A similar result as removing the where clause is to to add this where clause:
where 1 = 1
You will see that the performance is degraded also because mysql will try to get all the data.
Remove the where clause and all columns from select and add a count to see how many records you get. If it is reasonable, say up to 10k, then do the following,
put back the select columns related to M_CLIENT_INFO
do not include the nested one "TAGS"
remove all your joins
run your query without where clause and gradually include the joins
this way you'll find out when the timeout is caused.
I would try the following. First, MySQL has a keyword "STRAIGHT_JOIN" which tells the optimizer to do the query in the table order you've specified. Since all you left-joins are child-related (like a lookup table), you don't want MySQL to try and interpret one of those as a primary basis of the query.
SELECT STRAIGHT_JOIN ... rest of query.
Next, your M_PROJECT_INFO table, I dont know how many columns of data are out there, but you appear to be concentrating on just a few columns on your DISTINCT aggregates. I would make sure you have a covering index on these elements to help the query via an index on
( Client_ID, Project_Type, Status, Project_ID )
This way the engine can apply the criteria and get the distinct all out of the index instead of having to go back to the raw data pages for the query.
Third, your M_CLIENT_INFO table. Ensure that has an index on both your criteria, group by AND your Order By, and change your order by from the aliased "CLIENT_NAME" to the actual column of the SQL table so it matches the index
( Date_Added, Client_ID, Name )
I have "name" in ticks as it is also a reserved word and helps clarify the column, not the keyword.
Next, the WHERE clause. Whenever you apply a function to an indexed column name, it doesn't work the greatest, especially on date/time fields... You might want to change your where clause to
WHERE MCI.Date_Added between '2012-01-01' and '2012-12-31 23:59:59'
so the BETWEEN range is showing the entire year and the index can better be utilized.

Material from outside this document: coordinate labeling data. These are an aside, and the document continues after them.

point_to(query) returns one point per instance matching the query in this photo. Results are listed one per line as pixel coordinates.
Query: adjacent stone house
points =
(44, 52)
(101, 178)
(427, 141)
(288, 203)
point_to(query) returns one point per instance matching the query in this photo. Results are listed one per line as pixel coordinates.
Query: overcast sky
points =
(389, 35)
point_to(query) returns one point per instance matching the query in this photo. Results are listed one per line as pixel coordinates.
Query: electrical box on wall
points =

Finally, if the above do not help, I would consider splitting your query some. The GROUP_CONCACT inline select for the TAGS might be a bit of a killer for you. You might want to have all the distinct elements first for the grouping per client, THEN get those details.... Something like
select
PQ.*,
group_concat(...) tags
from
( the entire primary part of the query ) as PQ
Left join yourGroupConcatTableBasis on key columns

Tips for improving this slow mysql query?

I'm using a query which generally executes in under a second, but sometimes takes between 10-40 seconds to finish. I'm actually not totally clear on how the subquery works, I just know that it works, in that it gives me 15 rows for each faverprofileid.
I'm logging slow queries and it's telling me 5823244 rows were examined, which is odd because there aren't anywhere close to that many rows in any of the tables involved (the favorites table has the most at 50,000 rows).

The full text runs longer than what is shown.